While many credit Seattle’s music scene–or more specifically, Nirvana–with having catalyzed grunge, it’s actually far more deep-seated than that. Those elements are certainly part of the equation, but the relaxed, careless, “come as you are” mindset erupted in response to an economic recession in 1987 that caused the public to lose its allure with high-priced luxury. “Casual Fridays” were implemented in the majority of workplaces while refined minimalism–promoted by designers like Calvin Klein and Helmut Lang–coexisted with grunge’s flannel, ripped-jeans, unwashed ambience as the reigning aesthetics.

2008 Recession

When the banks crashed in 2008, economic hardship was felt internationally. Now referred to as The Great Recession, the downturn affected fashion differently across nations. For instance, in Britain the struggles resulted in the ever-colorful and cheerful designers Mary Katrantzou, Christopher Kane, and Roksanda Ilincic coming center stage, meeting adversity with positivity and chutzpah.
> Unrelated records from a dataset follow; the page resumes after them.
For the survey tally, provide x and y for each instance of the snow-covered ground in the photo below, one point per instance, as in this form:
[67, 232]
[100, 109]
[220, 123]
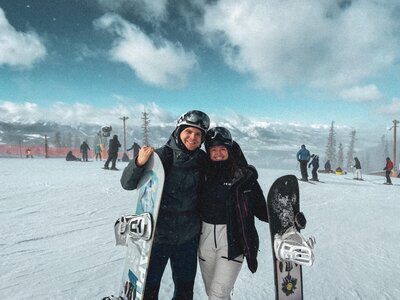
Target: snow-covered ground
[57, 240]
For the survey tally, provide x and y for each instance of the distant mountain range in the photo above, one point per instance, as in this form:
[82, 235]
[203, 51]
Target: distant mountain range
[271, 145]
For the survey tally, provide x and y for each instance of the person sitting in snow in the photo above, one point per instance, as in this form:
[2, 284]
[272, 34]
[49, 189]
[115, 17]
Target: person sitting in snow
[315, 164]
[71, 157]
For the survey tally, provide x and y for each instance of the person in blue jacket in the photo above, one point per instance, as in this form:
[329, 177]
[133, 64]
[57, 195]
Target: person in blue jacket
[315, 164]
[303, 156]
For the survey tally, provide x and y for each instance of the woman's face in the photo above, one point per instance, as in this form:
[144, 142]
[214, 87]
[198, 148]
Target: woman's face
[191, 138]
[218, 153]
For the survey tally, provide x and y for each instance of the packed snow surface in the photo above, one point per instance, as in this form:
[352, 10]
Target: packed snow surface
[57, 239]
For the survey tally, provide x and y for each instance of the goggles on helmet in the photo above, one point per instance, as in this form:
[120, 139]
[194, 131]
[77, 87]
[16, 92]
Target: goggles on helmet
[218, 136]
[194, 118]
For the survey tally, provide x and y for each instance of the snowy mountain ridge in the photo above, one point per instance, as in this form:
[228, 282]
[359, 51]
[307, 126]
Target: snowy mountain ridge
[271, 144]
Conversely, in the U.S. appearing rich now had a stigma. The majority of Americans opted for a more subdued, logo-less style with an impulse towards basics, muted tones, and a general simplicity. The then-Celine creative director, Phoebe Philo won the hearts of the fashion world with her minimalist aesthetic and understated designs.

Brexit

During last year’s London Fashion Week, designers decided to respond to the impending Brexit with bold, bright statements, filled with and fueled by activism and resistance. Lively, eclectic glamour flooded the collections of Richard Quinn, Matty Bovan, Michael Halpern, and more, to offset the trials and tribulations of the British government and to convey unity over the separation of Britain from the European Union.

COVID-19

With the onset of the global pandemic and corresponding quarantine, fashion seems to be following the expected path. With staggering unemployment rates and so many others working from home, comfort has become key. Waist-up dressing has become the norm for Zoom calls, house dresses have made a comeback, and sweatpants are a status symbol. While masks were once an option, COVID-19 has ensured that facial coverings are a necessary article. The accessory had been on the fringes of fashion in recent seasons, however the outbreak of the coronavirus facilitated its penetration of the marketplace.

Black Lives Matter

As citizens protest the police brutality and racism against Black Americans, supporters of the Black Lives Matter movement have found ways to convey their stance through apparel. Exercising caution amidst the pandemic, face masks are being utilized as a form of messaging, emblazoned with political statements demanding justice and reform echoing slogan tees and posters. A greater awareness has also been promoted for Black-owned fashion labels, which have already seen a growth in sales since the Black Lives matter movement gained traction in May. This reflects a consumer trend brought about by social change that could ultimately turn into a longterm approach to retail.